We couldn't help but notice that June 7 is the 54th
anniversary of the premiere of the television game show, The $64,000 Question.
The show, whose name and top prize now seem almost quaint, was simple to
play. A contestant would answer a series of questions on a topic of their choosing. Prizes started at $1,
and doubled with each correct answer. If the contestant got seventeen in a
row correct, they’d go home with, yes, $64,000 (more than $500,000 in 2009
dollars). The program was wildly popular, and many of the contestants became
nationally famous (perhaps none moreso than psychologist Dr. Joyce Brothers,
who won the top prize for her knowledge of boxing,
of all things.) But Question was one of only dozens of game shows and quiz programs that populated America’s TV screens in
the 1950s.
In spite of their success, Question and almost all of the
others were off the air by 1959. What happened? In a word: cheating.

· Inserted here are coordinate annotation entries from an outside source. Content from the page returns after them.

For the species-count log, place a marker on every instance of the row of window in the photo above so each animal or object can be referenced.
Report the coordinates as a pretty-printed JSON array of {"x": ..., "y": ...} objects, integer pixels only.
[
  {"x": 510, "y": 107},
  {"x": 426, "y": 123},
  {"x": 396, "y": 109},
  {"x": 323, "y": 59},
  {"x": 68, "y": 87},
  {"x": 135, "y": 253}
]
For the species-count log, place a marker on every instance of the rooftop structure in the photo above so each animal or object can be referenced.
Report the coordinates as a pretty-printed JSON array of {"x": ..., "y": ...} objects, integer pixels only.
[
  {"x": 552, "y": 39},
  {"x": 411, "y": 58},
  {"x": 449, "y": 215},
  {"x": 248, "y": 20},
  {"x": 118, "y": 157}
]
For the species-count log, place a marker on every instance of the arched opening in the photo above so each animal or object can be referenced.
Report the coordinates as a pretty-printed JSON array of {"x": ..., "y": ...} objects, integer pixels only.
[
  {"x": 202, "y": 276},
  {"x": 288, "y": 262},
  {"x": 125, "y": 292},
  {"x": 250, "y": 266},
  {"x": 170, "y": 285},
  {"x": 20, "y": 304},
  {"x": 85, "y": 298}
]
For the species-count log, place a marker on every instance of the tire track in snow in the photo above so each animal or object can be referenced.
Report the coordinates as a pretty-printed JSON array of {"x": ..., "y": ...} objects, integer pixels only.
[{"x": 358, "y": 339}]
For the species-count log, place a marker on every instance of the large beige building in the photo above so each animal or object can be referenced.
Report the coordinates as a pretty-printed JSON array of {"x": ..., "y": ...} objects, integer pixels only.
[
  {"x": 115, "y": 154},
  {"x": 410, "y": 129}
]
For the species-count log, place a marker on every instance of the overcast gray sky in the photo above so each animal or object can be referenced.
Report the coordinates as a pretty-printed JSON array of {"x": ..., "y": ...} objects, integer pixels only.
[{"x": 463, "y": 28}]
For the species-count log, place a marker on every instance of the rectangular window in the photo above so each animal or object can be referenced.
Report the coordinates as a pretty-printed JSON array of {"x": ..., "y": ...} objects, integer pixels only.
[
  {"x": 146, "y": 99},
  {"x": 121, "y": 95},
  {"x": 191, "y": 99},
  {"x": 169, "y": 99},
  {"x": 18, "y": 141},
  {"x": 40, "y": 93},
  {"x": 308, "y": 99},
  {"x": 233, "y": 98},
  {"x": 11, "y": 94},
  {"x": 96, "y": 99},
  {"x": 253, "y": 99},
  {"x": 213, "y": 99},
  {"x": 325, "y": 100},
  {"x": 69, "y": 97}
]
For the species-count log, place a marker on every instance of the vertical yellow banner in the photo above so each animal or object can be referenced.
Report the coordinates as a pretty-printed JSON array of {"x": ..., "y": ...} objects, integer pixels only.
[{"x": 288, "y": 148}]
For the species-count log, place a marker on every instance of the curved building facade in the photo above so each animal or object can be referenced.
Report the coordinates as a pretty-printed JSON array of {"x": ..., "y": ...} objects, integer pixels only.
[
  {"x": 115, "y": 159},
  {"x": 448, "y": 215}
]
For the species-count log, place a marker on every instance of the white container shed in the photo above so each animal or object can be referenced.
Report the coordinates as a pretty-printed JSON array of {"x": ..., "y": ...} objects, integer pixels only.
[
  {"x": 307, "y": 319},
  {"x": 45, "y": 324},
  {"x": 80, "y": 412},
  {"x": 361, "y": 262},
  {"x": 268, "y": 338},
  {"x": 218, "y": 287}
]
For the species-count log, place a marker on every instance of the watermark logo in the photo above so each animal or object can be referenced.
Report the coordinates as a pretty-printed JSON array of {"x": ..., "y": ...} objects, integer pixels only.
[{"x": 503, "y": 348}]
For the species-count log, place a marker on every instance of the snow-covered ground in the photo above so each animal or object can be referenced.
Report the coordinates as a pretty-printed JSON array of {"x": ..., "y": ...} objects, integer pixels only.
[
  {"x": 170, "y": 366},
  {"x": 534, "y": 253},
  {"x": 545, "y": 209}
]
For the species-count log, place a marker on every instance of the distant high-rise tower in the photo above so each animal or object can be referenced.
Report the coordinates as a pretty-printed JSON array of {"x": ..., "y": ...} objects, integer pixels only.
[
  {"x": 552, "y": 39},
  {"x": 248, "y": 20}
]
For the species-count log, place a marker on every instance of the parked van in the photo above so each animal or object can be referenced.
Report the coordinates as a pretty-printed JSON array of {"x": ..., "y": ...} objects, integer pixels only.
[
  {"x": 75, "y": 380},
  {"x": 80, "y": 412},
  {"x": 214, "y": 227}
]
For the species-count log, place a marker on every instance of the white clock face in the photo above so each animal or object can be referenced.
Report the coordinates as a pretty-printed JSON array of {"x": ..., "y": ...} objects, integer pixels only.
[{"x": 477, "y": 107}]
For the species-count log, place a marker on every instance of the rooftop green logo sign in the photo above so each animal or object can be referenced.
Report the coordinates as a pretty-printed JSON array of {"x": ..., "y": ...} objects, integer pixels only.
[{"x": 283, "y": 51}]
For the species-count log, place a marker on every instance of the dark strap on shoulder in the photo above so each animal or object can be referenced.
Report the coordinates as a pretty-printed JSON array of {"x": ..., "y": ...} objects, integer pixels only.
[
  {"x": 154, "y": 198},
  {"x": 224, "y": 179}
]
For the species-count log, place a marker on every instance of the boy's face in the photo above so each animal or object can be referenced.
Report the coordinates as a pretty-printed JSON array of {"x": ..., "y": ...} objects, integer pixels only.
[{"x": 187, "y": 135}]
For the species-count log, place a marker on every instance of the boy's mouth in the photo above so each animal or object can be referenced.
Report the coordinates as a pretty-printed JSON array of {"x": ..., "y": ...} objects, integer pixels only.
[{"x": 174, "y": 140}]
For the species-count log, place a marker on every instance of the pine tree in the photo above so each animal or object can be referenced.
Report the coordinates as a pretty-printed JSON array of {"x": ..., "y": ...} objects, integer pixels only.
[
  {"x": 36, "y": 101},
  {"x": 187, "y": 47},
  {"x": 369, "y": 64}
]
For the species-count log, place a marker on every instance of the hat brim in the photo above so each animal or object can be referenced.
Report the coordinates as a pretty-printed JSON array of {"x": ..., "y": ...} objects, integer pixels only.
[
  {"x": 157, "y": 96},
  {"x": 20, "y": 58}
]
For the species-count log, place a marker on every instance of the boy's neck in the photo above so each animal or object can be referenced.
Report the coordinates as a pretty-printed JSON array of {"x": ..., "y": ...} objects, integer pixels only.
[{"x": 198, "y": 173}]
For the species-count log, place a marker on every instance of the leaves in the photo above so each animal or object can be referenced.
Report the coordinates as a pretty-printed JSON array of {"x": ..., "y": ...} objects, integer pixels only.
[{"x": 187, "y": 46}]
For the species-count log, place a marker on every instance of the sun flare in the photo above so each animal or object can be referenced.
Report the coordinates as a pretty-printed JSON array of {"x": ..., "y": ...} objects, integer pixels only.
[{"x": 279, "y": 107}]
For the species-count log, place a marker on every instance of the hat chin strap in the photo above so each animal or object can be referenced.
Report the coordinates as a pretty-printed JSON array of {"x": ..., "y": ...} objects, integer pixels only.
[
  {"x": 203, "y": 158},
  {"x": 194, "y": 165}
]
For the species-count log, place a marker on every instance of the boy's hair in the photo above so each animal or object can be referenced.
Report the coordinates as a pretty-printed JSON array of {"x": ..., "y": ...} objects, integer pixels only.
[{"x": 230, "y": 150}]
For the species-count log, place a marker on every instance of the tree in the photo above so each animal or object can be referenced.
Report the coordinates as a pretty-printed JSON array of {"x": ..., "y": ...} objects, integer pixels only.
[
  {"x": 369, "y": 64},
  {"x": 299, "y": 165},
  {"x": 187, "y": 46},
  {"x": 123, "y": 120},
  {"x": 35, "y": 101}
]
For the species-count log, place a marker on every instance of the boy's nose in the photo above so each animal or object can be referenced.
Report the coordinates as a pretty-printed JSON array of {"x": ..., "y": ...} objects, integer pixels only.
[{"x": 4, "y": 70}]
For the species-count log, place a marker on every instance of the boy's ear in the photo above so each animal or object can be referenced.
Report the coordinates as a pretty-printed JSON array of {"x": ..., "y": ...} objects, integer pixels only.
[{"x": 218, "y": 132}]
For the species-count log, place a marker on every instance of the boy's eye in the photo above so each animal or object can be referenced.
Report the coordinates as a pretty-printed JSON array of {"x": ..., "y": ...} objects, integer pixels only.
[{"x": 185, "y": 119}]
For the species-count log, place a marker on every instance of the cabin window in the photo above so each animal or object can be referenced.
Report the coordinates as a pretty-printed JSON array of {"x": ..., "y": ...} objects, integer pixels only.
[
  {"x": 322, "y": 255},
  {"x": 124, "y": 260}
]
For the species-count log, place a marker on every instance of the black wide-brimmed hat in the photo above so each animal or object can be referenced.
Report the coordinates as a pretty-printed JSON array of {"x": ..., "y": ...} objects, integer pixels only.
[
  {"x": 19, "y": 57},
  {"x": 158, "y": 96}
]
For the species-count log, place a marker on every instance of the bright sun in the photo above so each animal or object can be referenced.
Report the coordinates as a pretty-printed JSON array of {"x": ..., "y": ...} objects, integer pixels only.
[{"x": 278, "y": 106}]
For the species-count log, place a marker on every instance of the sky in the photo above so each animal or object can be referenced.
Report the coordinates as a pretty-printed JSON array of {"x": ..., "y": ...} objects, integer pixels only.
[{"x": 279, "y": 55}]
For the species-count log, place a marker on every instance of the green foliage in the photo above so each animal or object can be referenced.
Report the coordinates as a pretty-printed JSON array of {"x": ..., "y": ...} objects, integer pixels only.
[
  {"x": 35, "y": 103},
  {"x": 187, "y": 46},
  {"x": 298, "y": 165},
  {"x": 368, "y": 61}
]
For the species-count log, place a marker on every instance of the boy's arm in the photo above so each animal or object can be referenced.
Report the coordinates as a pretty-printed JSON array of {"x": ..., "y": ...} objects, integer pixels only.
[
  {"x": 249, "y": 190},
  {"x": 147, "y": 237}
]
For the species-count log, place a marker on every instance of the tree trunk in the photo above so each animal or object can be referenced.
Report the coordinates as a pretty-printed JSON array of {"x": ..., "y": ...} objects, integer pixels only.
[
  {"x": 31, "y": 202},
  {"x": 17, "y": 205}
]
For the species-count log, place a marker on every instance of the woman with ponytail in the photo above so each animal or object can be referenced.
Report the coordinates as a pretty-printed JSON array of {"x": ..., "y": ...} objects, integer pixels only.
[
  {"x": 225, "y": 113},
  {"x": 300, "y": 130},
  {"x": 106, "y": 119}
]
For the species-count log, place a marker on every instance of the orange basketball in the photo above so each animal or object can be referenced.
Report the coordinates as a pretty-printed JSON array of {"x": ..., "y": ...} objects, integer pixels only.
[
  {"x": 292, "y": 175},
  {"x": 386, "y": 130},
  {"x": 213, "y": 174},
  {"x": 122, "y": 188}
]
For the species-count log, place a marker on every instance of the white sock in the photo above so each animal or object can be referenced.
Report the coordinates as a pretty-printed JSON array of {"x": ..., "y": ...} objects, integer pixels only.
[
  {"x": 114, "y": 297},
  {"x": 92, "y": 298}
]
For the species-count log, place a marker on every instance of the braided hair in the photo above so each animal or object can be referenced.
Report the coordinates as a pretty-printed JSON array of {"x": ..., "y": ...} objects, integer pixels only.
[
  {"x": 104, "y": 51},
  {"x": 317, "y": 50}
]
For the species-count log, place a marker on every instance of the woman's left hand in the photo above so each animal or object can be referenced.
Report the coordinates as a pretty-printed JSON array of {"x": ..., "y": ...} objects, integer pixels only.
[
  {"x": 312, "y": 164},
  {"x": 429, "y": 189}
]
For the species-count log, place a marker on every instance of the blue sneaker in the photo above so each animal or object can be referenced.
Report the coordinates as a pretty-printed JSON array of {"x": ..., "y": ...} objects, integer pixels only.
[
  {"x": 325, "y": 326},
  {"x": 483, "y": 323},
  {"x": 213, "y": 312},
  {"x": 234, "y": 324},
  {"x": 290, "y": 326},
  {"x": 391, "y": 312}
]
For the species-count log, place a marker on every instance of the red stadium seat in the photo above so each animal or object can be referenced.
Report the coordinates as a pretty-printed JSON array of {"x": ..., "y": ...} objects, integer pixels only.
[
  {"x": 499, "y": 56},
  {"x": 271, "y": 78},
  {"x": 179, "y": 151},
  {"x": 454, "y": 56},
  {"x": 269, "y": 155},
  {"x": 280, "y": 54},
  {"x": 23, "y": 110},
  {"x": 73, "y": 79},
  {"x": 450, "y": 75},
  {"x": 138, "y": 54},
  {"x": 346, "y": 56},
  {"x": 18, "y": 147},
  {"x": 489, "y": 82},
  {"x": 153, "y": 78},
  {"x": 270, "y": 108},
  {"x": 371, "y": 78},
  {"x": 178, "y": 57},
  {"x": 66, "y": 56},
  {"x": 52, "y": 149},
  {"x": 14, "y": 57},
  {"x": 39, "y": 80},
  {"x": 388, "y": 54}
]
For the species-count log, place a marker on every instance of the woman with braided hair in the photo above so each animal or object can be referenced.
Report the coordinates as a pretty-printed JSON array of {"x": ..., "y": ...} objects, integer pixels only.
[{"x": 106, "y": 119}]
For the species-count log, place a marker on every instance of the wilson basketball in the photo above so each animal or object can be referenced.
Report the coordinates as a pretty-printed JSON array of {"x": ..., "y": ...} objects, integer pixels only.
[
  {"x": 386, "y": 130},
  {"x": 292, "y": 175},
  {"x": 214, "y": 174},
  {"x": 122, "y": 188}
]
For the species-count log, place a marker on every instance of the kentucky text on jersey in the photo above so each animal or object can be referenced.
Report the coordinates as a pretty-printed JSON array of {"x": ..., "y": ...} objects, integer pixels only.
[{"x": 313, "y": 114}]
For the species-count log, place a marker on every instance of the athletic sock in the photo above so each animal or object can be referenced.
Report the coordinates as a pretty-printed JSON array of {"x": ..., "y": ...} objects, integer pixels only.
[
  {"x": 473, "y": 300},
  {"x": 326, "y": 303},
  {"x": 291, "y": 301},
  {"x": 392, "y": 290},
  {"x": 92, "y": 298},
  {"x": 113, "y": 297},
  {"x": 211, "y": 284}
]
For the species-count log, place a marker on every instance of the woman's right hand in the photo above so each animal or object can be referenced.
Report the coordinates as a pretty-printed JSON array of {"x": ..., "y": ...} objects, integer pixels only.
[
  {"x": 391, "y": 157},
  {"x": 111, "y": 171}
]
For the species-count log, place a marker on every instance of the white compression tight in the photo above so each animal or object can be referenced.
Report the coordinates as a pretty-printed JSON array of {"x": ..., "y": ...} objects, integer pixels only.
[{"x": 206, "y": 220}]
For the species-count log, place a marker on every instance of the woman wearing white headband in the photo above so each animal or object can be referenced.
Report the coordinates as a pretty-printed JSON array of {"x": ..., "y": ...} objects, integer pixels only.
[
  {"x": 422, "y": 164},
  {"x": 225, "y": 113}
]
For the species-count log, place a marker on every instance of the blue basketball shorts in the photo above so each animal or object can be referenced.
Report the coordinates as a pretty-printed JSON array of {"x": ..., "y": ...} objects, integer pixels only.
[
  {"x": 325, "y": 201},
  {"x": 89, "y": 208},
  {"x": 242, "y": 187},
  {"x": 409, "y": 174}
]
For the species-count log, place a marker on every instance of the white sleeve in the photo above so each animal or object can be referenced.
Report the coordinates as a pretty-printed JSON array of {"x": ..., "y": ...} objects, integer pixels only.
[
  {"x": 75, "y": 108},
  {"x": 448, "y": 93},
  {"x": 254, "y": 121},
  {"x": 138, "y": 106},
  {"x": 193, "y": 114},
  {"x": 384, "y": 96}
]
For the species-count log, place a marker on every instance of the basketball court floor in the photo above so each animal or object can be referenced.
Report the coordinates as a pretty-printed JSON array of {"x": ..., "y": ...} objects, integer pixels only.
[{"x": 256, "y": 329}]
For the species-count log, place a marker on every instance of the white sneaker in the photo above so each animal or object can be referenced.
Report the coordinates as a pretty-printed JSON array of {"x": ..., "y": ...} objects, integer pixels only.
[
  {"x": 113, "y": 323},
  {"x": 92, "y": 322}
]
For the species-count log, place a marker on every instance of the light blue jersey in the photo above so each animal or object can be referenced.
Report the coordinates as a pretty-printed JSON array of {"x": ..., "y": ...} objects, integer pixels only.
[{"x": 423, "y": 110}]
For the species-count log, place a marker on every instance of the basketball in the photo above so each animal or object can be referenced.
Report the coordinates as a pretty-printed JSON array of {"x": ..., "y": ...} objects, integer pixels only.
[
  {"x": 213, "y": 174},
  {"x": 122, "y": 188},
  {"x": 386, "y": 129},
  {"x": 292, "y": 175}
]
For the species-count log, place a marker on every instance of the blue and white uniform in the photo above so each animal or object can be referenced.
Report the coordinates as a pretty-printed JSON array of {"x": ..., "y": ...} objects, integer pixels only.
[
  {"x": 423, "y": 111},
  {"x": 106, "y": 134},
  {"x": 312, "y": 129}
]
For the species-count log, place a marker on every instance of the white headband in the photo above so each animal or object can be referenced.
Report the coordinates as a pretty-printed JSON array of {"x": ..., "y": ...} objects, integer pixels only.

While most of the shows were legitimate, there were a few -- most notably Twenty-One and Dotto -- that were rigged.
Producers had come to the conclusion that not only did audiences want to see
familiar faces playing their games, they also wanted to see those players
win. So, producers being what they are, they decided to slip the players the answers to the questions while instructing them to pretend to
struggle while answering.
The most notorious of those cheating contestants
was Charles Van Doren, who had no reason to cheat. The son of a poet and a novelist,
he had degrees in astrophysics
and English, as well as being himself an instructor at Columbia University,
and was more than capable of coming up with legitimate answers.
While Van Doren denied the allegations of cheating at first, he finally admitted his culpability
when called before a Congressional subcommittee investigating the scandal.
While his own reputation never really recovered, game shows eventually made a comeback, though they would
never again be as popular as they had once been and were now policed and
regulated to the point of squeaky-cleanness.
(My own experience on Jeopardy! was an example of that; we weren't allowed to speak
to host Alex Trebek, and contestants were chosen for a particular game just
moments ahead of taping-time, so there would be no chance to prepare or
collude.)
That policing has guaranteed that contests on television nowadays are above
reproach and that nothing untoward could possibly affect their integrity. Right?